I am trying to scrape some rows of player data (tr) from a url, however nothing appears to happen when I run my code. I am positive my code is fine because it works with other statistical websites containing tables. Can anyone tell me why nothing is happening? Thanks in advance.
import urllib
import urllib.request
from bs4 import BeautifulSoup
def make_soup(url):
thepage = urllib.request.urlopen(url)
soupdata = BeautifulSoup(thepage, "html.parser")
return soupdata
soup = make_soup("https://www.whoscored.com/Regions/252/Tournaments/7/Seasons/6365/Stages/13832/PlayerStatistics/England-Championship-2016-2017")
for record in soup.findAll('tr'):
print(record.text)
It happens because the website doesn't want you to scrape it.
It's using Incapsula which is a security service ( they even have some information about scraping over their website ) -check it out, its interesting-
this page use javascript to fetch data, you can find raw data in this link:
each field of the url can be changed to fetch the data you need.
Short answer: The player data you are looking for is NOT in that URL.
Then you might want to ask why?

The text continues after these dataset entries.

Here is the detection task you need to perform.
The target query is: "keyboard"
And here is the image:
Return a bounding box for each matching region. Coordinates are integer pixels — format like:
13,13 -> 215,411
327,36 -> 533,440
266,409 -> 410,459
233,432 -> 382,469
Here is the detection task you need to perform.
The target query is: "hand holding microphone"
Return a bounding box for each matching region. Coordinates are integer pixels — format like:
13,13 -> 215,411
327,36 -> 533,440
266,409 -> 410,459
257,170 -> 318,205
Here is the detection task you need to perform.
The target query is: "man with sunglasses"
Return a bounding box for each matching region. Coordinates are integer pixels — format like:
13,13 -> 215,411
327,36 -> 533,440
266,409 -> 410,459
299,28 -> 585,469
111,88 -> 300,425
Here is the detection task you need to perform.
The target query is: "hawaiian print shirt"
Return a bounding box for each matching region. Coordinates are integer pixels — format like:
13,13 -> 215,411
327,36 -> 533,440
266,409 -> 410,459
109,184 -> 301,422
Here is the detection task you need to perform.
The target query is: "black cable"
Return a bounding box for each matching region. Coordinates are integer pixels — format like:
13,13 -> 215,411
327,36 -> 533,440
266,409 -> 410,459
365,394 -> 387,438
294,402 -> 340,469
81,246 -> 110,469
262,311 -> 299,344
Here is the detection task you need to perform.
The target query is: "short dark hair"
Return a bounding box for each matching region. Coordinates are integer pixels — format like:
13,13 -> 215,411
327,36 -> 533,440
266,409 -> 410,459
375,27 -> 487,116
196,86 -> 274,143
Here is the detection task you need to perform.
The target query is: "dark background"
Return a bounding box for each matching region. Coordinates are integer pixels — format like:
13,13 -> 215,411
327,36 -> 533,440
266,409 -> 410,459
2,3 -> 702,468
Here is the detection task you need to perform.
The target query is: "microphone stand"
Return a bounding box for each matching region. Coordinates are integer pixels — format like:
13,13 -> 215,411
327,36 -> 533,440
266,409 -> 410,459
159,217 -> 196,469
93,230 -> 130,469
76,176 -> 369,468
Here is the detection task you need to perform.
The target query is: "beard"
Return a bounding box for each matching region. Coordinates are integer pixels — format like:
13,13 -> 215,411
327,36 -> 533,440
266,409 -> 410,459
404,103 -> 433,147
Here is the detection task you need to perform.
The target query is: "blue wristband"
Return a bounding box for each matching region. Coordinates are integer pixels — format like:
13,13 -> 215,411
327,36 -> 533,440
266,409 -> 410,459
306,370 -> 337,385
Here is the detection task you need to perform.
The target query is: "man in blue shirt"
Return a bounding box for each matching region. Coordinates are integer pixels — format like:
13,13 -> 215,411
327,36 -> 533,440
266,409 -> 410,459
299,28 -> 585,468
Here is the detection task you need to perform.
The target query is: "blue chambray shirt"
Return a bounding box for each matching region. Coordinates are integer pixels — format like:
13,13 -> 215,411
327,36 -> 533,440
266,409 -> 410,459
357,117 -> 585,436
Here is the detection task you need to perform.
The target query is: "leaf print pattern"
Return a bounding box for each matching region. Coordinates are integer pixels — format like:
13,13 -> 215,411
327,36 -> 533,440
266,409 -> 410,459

I've seen them in that page, how come they're not there?
So I'll try to explain what happens when you browse that url with a modern browser such as Chrome.
As you can see every time when you browse a web page, a browser does lots of "behind the scene" stuff to display it for users. So basically: url entered >> content from url fetched >> content parsed >> additional content fetched >> all stuff rendered >> page displayed (one or more steps might be done simultaneously)
And with your codes, it's only "content from url fetched", also those stats you want happens to be "additional content" which has to be loaded from elsewhere, so that's why you got nothing.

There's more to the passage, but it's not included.